The annual task of sourcing the Christmas Day turkey normally falls to my brother, who being in the trade, knows what he’s looking for and where to get it.
Sourcing the turkey and picking it up are separate tasks, and the job of actually transporting Rob’s carefully hunted prize birds usually falls to Dad.
Last year, things went a bit awry.
Dad decided that a Christmas Eve drive to a far away butcher was too much trouble.
Parking, you see.
Really, he was just getting on a bit, and didn’t relish the prospect of carrying three large turkeys any distance at all, even just from the shop to the car park round the corner.
So, he began enthusing about these apparently incredible turkeys from a butcher close to the swimming pool he used.
Top quality, he kept saying.
The absolute business.
Dad, being Dad, didn’t bother to ask how much before ordering (I mean, really, who doesn’t find out the price first?), so the cost come Christmas Eve was quite the shock, but we got a perfectly good bird each, which came nicely boxed, with cooking instructions on a glossy leaflet, a complimentary sprig of rosemary and a certificate.
That’s right…a certificate.
My turkey came with a certificate to prove its ‘authenticity’.
We paid handsomely for all that marketing, all of that presentation and ‘added value’.

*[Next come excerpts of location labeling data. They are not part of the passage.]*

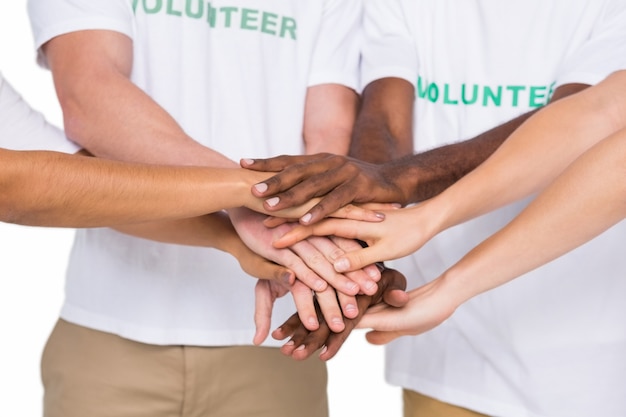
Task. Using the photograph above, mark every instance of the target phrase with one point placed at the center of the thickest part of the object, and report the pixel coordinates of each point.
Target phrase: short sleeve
(388, 48)
(604, 51)
(52, 18)
(337, 48)
(24, 129)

It all made me wonder how much I’d paid for ‘turkey’ and how much I’d paid for ‘marketing guff’.
The turkey is such a big part of Christmas – literally and figuratively – and it’s right to want to do a good job, to push the boat out a little, but, as we learnt in slightly awkward retrospect, there are good deals to be had if you know a thing or two about how turkeys are raised and go armed with a couple of good questions for your butcher.
The first thing to know is that a bird doesn’t need a certificate or a fancy box and a hefty price tag to be good.
Whether a turkey is good or not is dependent on how it was raised, and how it lived its life, and that’s true of all meat and fish.
Look for a bird that’s been grown in a small flock, free-range, hatched in June or July so that it’s slightly older and more mature than it’s intensively reared cousins come December. A bird that’s spent more time growing will be more flavoursome.
That longer growing season is a commitment on the part of the producer, though. More time means more feed, and more cost. A farmer will only do this if he or she is bothered about quality, which is all they should be bothered about.